For longer residencies, there may also be an opportunity to undertake paid teaching or presentations over and above the teaching required as part of this category.

Self-Directed & Indigenous Residencies

These categories are aimed at potters and ceramic artists seeking an opportunity to develop their work in the Canberra Potters environment. To be considered for this program, applicants must be experienced potters able to work safely and independently and must provide two professional references with their application. Residencies maybe for up to three months.

For a weekly service charge of just $165 (inc.
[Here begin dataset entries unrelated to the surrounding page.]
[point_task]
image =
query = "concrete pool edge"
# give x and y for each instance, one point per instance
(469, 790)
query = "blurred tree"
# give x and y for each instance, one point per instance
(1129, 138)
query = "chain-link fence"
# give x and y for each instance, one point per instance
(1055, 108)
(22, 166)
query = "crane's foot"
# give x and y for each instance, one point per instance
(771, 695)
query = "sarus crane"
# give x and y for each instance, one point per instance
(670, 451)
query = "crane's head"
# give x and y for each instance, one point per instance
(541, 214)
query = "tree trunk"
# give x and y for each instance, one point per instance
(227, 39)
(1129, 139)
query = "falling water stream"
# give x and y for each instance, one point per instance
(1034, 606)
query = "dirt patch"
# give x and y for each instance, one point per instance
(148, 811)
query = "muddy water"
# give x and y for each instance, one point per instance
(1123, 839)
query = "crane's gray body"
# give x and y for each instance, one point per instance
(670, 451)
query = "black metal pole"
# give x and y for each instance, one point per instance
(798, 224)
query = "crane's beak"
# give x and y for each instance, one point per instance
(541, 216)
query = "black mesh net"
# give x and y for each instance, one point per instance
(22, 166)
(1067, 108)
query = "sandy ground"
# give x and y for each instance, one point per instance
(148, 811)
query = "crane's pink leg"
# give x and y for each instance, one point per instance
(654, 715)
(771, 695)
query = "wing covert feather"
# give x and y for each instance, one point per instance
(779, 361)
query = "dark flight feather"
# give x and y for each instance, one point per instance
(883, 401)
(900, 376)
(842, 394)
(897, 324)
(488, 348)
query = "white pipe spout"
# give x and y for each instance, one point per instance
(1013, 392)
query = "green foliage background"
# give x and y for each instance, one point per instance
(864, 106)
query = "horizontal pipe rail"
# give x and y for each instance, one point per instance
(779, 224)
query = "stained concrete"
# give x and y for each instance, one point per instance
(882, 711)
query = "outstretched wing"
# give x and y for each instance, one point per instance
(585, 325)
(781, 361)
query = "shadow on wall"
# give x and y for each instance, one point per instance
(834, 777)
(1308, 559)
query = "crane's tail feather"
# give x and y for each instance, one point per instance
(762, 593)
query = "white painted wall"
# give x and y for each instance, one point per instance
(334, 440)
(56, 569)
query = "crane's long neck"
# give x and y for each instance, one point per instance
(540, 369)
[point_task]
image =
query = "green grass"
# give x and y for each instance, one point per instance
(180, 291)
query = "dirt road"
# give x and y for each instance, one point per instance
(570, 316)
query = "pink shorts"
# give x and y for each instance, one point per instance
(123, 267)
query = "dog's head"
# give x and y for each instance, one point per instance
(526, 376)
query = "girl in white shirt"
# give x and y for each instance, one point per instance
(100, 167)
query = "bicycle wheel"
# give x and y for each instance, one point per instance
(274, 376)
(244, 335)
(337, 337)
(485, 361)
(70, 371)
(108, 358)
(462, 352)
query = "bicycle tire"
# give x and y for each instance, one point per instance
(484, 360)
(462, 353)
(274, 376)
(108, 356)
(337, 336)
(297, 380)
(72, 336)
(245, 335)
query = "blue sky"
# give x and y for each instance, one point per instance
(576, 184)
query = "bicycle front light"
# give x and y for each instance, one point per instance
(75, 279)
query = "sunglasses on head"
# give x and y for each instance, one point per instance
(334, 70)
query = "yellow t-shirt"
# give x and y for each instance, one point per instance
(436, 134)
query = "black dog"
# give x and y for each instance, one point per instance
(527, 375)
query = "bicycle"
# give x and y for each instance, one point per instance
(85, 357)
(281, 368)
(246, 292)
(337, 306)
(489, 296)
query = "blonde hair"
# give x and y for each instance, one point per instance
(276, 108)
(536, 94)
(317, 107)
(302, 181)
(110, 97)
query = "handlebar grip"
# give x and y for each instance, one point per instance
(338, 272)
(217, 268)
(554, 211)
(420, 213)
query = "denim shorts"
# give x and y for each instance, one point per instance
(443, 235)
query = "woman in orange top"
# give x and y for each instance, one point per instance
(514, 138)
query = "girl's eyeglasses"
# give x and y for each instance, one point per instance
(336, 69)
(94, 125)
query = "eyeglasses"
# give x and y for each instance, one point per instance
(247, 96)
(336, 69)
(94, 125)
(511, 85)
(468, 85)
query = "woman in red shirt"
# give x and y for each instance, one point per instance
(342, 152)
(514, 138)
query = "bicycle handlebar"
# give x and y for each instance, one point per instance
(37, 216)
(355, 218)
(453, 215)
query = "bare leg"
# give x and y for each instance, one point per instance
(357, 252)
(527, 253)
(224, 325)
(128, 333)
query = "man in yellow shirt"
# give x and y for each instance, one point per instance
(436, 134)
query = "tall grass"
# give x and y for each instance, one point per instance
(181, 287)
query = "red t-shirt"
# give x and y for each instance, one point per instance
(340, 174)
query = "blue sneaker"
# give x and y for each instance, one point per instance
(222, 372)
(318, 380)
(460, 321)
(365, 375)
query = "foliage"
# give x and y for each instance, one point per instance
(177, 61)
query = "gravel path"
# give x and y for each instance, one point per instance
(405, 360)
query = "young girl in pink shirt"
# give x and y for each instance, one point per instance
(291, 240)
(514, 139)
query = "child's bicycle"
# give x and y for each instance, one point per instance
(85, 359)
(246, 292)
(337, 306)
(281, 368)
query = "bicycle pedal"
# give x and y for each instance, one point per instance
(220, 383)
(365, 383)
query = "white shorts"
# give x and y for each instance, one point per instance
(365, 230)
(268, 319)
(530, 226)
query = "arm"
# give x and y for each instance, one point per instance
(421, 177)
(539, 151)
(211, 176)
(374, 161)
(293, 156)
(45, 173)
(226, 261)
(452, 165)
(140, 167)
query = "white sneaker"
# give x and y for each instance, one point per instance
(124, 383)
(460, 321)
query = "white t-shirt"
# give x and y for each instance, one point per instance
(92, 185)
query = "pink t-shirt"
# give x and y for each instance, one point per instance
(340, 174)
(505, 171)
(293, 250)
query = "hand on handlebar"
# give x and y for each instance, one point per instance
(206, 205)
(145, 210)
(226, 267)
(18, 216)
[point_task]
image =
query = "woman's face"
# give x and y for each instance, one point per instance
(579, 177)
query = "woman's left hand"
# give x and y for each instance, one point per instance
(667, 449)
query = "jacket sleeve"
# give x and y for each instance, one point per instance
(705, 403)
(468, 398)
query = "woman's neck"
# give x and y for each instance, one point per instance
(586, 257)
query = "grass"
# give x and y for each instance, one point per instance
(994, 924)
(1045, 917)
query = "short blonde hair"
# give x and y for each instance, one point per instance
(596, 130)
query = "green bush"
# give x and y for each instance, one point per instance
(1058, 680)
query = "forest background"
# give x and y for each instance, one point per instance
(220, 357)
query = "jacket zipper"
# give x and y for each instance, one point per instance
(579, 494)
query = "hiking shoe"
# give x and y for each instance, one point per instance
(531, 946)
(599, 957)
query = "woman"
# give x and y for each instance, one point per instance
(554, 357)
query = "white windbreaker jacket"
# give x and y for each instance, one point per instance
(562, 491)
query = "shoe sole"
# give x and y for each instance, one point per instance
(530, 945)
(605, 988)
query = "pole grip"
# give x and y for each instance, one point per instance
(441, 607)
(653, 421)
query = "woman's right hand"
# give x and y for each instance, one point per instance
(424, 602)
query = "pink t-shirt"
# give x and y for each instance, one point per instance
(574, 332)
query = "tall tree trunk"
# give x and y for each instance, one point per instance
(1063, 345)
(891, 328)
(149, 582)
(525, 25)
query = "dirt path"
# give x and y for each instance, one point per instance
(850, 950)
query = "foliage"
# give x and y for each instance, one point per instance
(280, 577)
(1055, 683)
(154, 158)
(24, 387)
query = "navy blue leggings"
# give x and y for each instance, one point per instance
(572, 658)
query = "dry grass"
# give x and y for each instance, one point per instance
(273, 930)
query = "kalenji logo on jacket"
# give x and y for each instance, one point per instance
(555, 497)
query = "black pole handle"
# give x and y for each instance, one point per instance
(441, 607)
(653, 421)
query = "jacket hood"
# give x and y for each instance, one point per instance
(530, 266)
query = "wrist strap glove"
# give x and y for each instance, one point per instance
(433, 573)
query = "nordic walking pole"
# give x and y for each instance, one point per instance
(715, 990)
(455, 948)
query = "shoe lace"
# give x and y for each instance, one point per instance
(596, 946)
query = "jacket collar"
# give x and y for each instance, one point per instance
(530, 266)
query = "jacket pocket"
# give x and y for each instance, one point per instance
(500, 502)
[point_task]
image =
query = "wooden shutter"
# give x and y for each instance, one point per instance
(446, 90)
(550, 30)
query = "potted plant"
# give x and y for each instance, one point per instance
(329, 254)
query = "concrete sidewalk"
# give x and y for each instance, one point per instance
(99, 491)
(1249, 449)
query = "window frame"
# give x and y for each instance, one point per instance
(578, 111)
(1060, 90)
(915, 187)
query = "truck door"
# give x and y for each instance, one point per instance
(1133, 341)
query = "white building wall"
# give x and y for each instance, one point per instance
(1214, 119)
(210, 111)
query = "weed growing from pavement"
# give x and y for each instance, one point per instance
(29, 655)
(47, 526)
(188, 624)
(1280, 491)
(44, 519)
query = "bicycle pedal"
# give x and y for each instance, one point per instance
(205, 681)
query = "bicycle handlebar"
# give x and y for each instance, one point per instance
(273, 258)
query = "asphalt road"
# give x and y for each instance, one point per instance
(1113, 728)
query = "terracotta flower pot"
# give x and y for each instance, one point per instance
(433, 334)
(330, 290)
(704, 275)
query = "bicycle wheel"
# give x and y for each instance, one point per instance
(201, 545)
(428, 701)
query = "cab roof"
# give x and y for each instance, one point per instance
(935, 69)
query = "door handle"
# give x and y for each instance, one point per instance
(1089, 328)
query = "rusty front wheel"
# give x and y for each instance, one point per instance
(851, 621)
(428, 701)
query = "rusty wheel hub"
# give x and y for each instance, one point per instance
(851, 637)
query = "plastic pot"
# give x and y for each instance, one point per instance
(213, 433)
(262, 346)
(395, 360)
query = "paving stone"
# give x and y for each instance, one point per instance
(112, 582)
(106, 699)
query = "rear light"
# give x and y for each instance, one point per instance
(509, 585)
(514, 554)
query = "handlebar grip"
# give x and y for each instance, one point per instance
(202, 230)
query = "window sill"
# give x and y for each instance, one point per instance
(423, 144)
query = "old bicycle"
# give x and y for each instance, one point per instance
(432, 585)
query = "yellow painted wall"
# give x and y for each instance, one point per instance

GST), residents in this category receive:

–  A studio and access to the society’s kilns and equipment;

–  Accommodation in the self-catering residential unit.

Self-directed and indigenous residencies do not attract a stipend.

Residents in this category are required to:

–  Pay for all their materials and firings;

–  Give a presentation/slide show about their work and practice at one of our monthly members’ meetings;

–  Donate one piece of work to the society’s artist-in-residence collection.

 

Application Process for Professional, Self-directed & Indigenous Categories

Applications should be submitted on the residency application form  and should include an outline of what you want to do creatively and technically, what you hope to get out of the residency, a current CV, up to eight images of recent work or work relating to your proposal.

Selection will be made by considering the merits of the proposal, artistic reputation of the applicant, availability of time in the residency program, perceived value to the society’s program of activities, the examples of work and, for the self-directed and indigenous residencies, professional references.